FIRST Tech Challenge

FTC · Java

  • Build a Reusable RobotHardware Template
  • Motors, Servos, and Sensor Sanity Tests

Motors, Servos, and Sensor Sanity Tests

Device-specific tests before full robot code.

Module 3: Hardware EssentialsCore

In this lesson, you will:

  1. 01Test one actuator at a time.
  2. 02Respect servo ranges and motor modes.
  3. 03Read sensor values before using thresholds.

Concept narrative

Motors create continuous motion, servos seek positions, and sensors produce measurements.

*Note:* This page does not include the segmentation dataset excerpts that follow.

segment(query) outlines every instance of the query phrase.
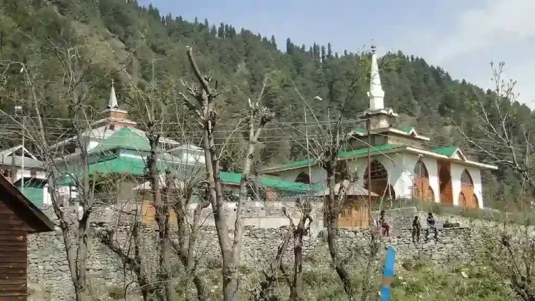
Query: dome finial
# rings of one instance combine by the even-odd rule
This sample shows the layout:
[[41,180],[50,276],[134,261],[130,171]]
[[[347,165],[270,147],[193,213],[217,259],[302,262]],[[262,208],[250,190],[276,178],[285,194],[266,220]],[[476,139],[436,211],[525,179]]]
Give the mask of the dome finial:
[[117,97],[115,95],[114,82],[111,79],[111,91],[109,92],[109,99],[108,100],[108,109],[118,109],[117,104]]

Treating them as interchangeable is how teams break mechanisms or write logic from unverified assumptions.

This lesson should be read as a robotics lesson first and a programming lesson second. The code matters because it lets the team create repeatable behavior under match pressure. Students should slow down long enough to name the inputs, outputs, assumptions, and safety limits before they touch the robot.

Robot mental model

A device test is a microscope. It removes the rest of the robot so the team can see whether the device, wiring, configuration, and code agree.

A good mental model gives the team a shared language. When a driver, builder, and programmer can point to the same behavior and use the same words, debugging gets calmer and code review becomes useful instead of personal.

Implementation walkthrough

Write a motor direction test, a servo sweep with safe endpoints, and a sensor telemetry test. Each test should be short enough to run at an event without risking the whole robot.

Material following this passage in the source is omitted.